ずっしりとした重量感に目を開くと、膝の間で丸まって眠る黒猫の姿が映った。一体いつからそこで寝ていたのか、ふくらはぎの辺りが微かに痺れている。
「……重い」
 俺のぼやきに黒猫――ボルはぴくりと耳を動かしたが、反応はそれだけだ。軽く足首を動かしてみても起きる気配はない。どうやらどくつもりは無いようだ。
「どちらにしろ動けねえか、これじゃ」
 ふてぶてしい飼い猫はそのままにして、隣に目をやる。
 そこでは俺の胸に抱き着いたお前が、気持ちよさそうに寝息を立てていた。裸のまま毛布に包まっているせいで、首筋から胸元にかけて散ったいくつもの赤い痕が朝日の中で妙に生々しく浮かび上がる。昨夜年甲斐もなく盛り上がった勢いで、俺がつけたものだった。気恥ずかしさを覚えるほど若くはないが、「やっちまった」という気持ちはある。
「絶対、怒るな」
 仕事用のスーツを着ればシャツの襟でギリギリ隠れるだろうが、肌と布地の間に少しでも隙間ができれば、簡単に見えてしまいそうな微妙な位置だ。
「機嫌を直す手段、何か考えとかねぇとな……」
 俺の腕の中で無防備に眠る年下の恋人が、あとで鏡の前で真っ赤になるのは想像に難くない。
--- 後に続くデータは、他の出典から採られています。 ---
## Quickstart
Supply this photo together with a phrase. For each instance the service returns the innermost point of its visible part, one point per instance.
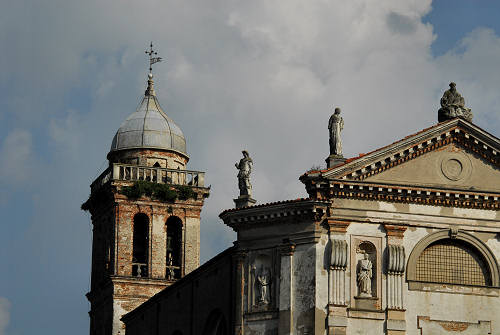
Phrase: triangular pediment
(451, 155)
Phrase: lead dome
(149, 128)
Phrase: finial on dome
(152, 60)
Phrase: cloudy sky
(260, 75)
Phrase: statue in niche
(245, 168)
(335, 126)
(263, 280)
(453, 105)
(365, 277)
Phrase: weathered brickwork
(115, 288)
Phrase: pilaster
(337, 308)
(286, 289)
(239, 258)
(396, 318)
 前に一度だけ出来心でからかった時は完全にへそを曲げられて、プライベートでもよそよそしく「課長」と呼ばれた挙句、淡々とした敬語で話されるという仕返しを数日に渡って食らった。そんな仕返しすら可愛いと思ったが、言ったらさらに拗れていたことだろう。
 以来、俺はなるべくお前の肌に痕をつけないよう、気をつけていたはずだったんだが――。
「まあ、無理だな」
 つうっと撫でた首筋から、柔らかな肌の感触が伝わる。昨夜はこの肌が熱を持ち、淡く色づいていた。普段は部下として「課長」と呼ぶ唇が、上擦った甘い吐息を漏らし、擦れた高い声で俺の名を呼ぶ。「衛士さん」と。体格差がありすぎるせいで、ベッドで組み敷けばお前は俺の下に隠れてしまう。それでも必死に俺の背に縋り付いてくる様がどうしようもなく愛おしい。
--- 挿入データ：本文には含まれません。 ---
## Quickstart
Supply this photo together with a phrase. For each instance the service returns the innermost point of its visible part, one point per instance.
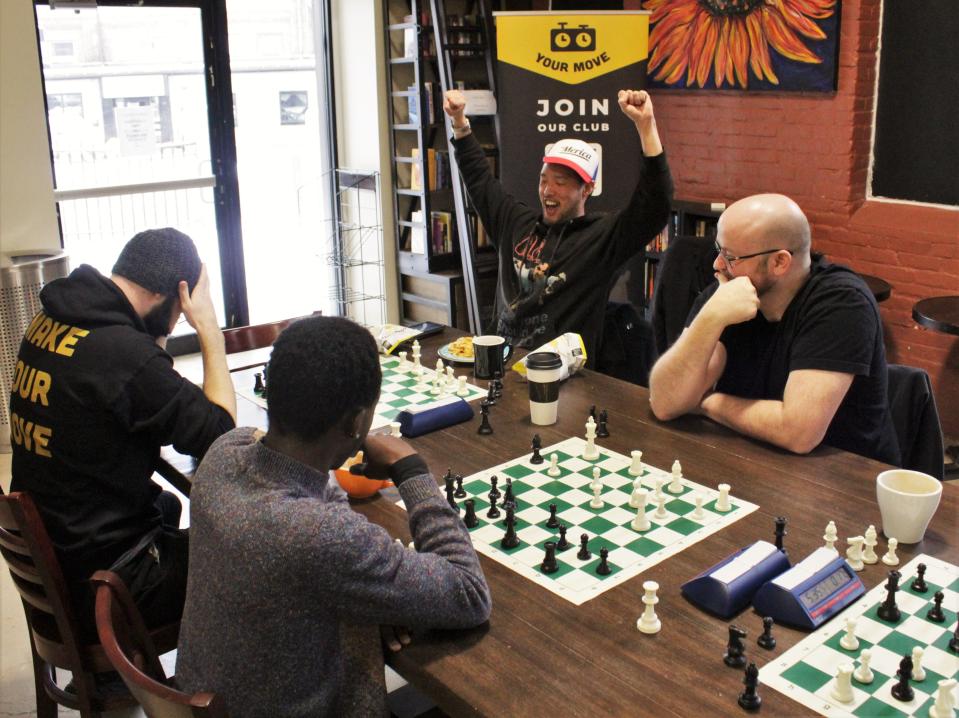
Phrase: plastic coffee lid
(543, 360)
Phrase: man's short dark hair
(321, 369)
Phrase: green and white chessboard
(630, 552)
(400, 389)
(806, 672)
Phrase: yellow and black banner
(558, 77)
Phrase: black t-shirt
(832, 324)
 俺だけが知っている、可愛い部下の夜の姿。散らばった赤い痕の意味は、そんな無意識の優越感と独占欲が滲み出たものなのだろう。
「しょうもねぇな」
 自覚するたび、ガキみたいだと自嘲する。我ながら、どうしようもない惚れこみようだ。「末期」というのは、今の俺を指すのかもしれない。
「あの青二才と色ボケが知ったら、吹っ飛びそうだな」
 優秀な部下と元部下の二人が果たしてどんな顔をするのか、想像すると勝手に笑いがこみあげてくる。もちろん、実際にそんな事態に陥るのはごめんだが。
「ん、起きたか?」
 数度まぶたをひくつかせて、お前が目を開く。まだ寝ぼけ眼のまま「衛士さん?」と呼ばれたから、おかしくなって頬をつついた。
「なんで疑問形なんだよ?」
 笑いながら言うと、お前もはにかんだような笑みを返して俺の胸に頬を摺り寄せた。「ハッピーバースデー」と小さな声を添えて。
「……ああ、そうだったな」
 枕元のデジタル時計が、今日の日付を示している。4月2日。俺の誕生日だ。
「ありがとよ」
 ぽんぽんと頭を撫でると、お前は嬉しそうに目を細める。思わず抱き寄せようとしたが、それは他でもないお前自身の手で阻まれた。
「どうした?」
 若干の不満を込めて言うと、お前は「プレゼントがあるんです」とベッドを出ようとする。咄嗟に、お前の腕を引いた。
「きゃっ」と悲鳴を上げて、お前が俺の腕に倒れ込んでくる。大きくマットレスが弾み、俺の膝の間に陣取っていたボルがベッドの外へ放り出された。
 視界から消えたボルが実に不満そうな声を上げたが、聞こえなかったことにしてお前を抱きしめる。
 まだ状況を飲み込み切れないお前を素早く組み敷いて、頭から毛布をかぶった。その頃になってようやくお前が可愛い抵抗を試みたが、既にその気になった俺の前では手遅れだ。
「ちゃんともらうぜ? お前も、お前が用意してくれたプレゼントも」
 耳元でそう告げて、お前の唇を塞ぐ。
 もう一度聞こえたボルの声は、どこか呆れるようなものだった。